Since vaccines began rolling out vaccines in late 2020 and 2021 more than 60% of the world’s population has been at least partially vaccinated while many low incomed countries face inequality in the vaccination drive, reports The nature.

The vaccination drive in the world

In little more than a year, ten billion doses of COVID-19 vaccines have been administered globally, in what has become the largest vaccination programme in history.

Many nations began rolling out vaccines in late 2020 and early 2021, and since then more than 60% of the world’s population — 4.8 billion people — have received at least one dose of one of more than 20 different COVID-19 vaccines that have been approved by nations for use around the world.

“The world has never seen such rapid scale-up of a new life-saving technology,” says Amanda Glassman, executive vice-president of the Center for Global Development in Washington DC. The effort underway is inspiring.

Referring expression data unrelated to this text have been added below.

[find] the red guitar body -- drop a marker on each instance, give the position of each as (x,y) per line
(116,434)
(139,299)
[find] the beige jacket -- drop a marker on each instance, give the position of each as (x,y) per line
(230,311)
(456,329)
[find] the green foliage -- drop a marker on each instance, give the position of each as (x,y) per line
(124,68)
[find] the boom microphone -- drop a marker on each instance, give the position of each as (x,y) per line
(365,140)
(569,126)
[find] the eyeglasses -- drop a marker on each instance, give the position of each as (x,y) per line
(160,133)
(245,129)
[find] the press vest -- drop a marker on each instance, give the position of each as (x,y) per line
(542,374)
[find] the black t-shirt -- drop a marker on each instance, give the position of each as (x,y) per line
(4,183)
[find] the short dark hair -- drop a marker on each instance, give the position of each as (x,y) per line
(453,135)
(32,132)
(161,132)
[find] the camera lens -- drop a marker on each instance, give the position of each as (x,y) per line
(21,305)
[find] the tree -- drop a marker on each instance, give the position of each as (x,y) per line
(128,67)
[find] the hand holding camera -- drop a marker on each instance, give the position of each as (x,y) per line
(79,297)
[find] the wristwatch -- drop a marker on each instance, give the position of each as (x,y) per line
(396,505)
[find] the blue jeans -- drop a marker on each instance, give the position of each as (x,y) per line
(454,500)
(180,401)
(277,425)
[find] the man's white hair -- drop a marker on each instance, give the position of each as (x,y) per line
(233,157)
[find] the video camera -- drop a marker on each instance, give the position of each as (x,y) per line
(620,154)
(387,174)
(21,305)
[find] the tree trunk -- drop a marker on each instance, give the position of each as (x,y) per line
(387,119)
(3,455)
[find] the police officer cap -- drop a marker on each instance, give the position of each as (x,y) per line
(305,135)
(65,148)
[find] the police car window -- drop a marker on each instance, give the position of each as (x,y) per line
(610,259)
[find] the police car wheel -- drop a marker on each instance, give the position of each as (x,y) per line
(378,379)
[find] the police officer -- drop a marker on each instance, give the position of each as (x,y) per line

But — as researchers warned last year when the first one billion doses had been administered — there are still huge inequities in access, with just 5.5% of people in low-income nations having received two doses.

Catching up with the high and middle income nations

By contrast, many of the world’s high- and middle-income nations are now pushing ahead with programmes to deliver third, or even fourth doses, with these boosters currently making up around one-third of all COVID-19 vaccine doses administered each day worldwide.

Some scientists caution that this continued inequity increases the risk of new SARS-CoV-2 variants emerging from poorly vaccinated populations.

“As an African, the real significance of reaching ten billion vaccines administered is the extreme inequity that exists in vaccine distribution between the global north and global south,” says Mosoka Fallah, founder of Refuge Place International, a public-health organization headquartered in Bassa Town, Liberia. “Until we correct this inequity, the world will continue to see new variants.”

At present, just 16% of people across the entire African continent have received even one dose of a COVID-19 vaccine. 

Wealthy nations have been donating surplus vaccine doses to low-income nations, but Fallah says that if patents were to be waived on existing vaccines — an issue that is currently the subject of debate at the World Trade Organization in Geneva, Switzerland — it would allow more countries to make their own vaccines, increasing supply.

Despite these issues and the challenges with distribution, reaching the milestone of ten billion doses “is an unprecedented global moment,” says Soumya Swaminathan, chief scientist of the World Health Organization, based in Geneva. “It is a huge scientific achievement that ten billion doses of vaccines to a new pathogen were developed in two years from its identification.”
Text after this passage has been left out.